Chhean tenía cuatro años cuando llegó a Estados Unidos. Sus padres, pobres y conmocionados, terminaron viviendo en un barrio marginado. "La vida era dura. Éramos la minoría de la minoría”. Crédito: Pascal Laureyn/IPS.
PHNOM PENH, 18 ene 2018 (IPS) - Tres amigos descansan tranquilos en un patio, conversan sobre sus complicados barrios en inglés y con fuerte acento estadounidense. Sus tatuajes reflejan la dura vida de la calle. Uno de ellos siente que  Massachusetts es su hogar, y los otros se criaron en Georgia, Estados Unidos.
Pero desde hace unos años, viven en Camboya en contra de su voluntad, deportados por el Servicio de Inmigración y Control de Aduanas de Estados Unidos hacia su país de origen, pero del que no sabían nada. La mayoría no habla jemer, la lengua camboyana.
Esos estadounidense-camboyanos forman parte de un grupo de 500 “deportados” en 2002, cuando habían pasado la mayor parte de su vida en el país norteamericano.
Sus padres huyeron en la década de los años 80, cuando Camboya estaba devastada por el Jemer Rojo y la consiguiente guerra civil. Entre 1975, cuando el partido llegó al poder, y 1994, cuando terminó la guerra civil, 150.000 camboyanos se refugiaron en Estados Unidos.
“Nací en Tailandia, en un campamento de refugiados. Antes de que me deportaran, nunca había estado en Camboya”, explicó Chhean*, de 35 años. “No sabía nada de este país, no hablaba jemer. Me crié en Estados Unidos y soy estadounidense”, remarcó.
Chhean tenía cuatro años cuando llegó a Estados Unidos. Sus padres pobres e impactados por lo que habían sufrido, quedaron marginados.
“La vida era dura. Éramos la minoría de la minoría. Era difícil sobrevivir, había mucha violencia. Me tenía que proteger; así fue como terminé en una pandilla”, explicó.
“Tomé decisiones equivocadas. Era una amenaza para la sociedad. No tengo excusas, es mi culpa”, reconoció. Por ello, cuando salió de la cárcel, lo deportaron.
Cinco años por una pelea a golpe de puños
En Estados Unidos, los residentes legales sin ciudadanía convictos pueden ser deportados a su país de origen, sin apelación, y sin tomar en cuenta la naturaleza del delito.
Los de “inmigración vinieron a mi casa a detenerme”, recordó Jock, de 49 años. “Me habían condenado por pelearme en la escuela, cuando tenía 18. Veinte años después, me deportaron por una pelea a golpe de puños”, acotó.
“Pasé cinco años en una celda, creyeron que tenía riesgo de escape. ¡Cinco años, por una pelea hace 20!”, exclamó. “Durante años les rogué que me deportaran: ‘por favor, depórtenme’”, relató.
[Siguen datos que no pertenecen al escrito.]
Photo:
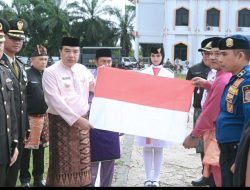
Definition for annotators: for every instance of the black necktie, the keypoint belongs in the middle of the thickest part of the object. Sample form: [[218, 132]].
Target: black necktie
[[15, 68]]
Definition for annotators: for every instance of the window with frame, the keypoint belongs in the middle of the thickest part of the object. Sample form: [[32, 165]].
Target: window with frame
[[180, 51], [213, 17], [182, 16], [244, 18]]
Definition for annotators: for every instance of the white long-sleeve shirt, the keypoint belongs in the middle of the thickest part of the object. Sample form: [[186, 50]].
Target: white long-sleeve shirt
[[66, 90]]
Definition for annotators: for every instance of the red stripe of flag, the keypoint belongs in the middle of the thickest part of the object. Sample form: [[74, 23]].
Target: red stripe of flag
[[144, 89]]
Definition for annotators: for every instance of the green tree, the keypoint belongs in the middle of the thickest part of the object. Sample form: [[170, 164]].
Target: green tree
[[125, 26], [88, 23]]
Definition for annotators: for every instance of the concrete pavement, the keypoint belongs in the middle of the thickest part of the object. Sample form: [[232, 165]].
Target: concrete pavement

Su amigo Chhean también estaba preso antes de que lo “devolvieran” a Camboya, pero “solo” dos años.
Jock vive en este país, que no conocía para nada, desde hace seis años. “Lloré durante mucho tiempo cuando llegué. Pensé que se me había terminado la vida. A una persona que roba un banco, la liberan después de 15 años y puede volver a empezar. Yo no”, relató.
Los camboyanos deportados tienen dificultades para encontrar trabajo porque este país tiene un gran número de desempleados. No hablan bien jemer y no están capacitados.
Camboya tiene una economía agraria, y ellos son hombres de ciudad. Además, no inspiran confianza porque se visten y actúan diferente. En el ámbito local, sus tatuajes traducen una vida relacionada con la delincuencia.
“Trabajé los primeros seis años en arrozales. Es fácil, pero es duro. No podía encontrar nada más”, relató otro de los muchachos deportados que no quiso revelar su identidad.
El año pasado, obtuvo un título para enseñar inglés, y ahora trabaja en un aula.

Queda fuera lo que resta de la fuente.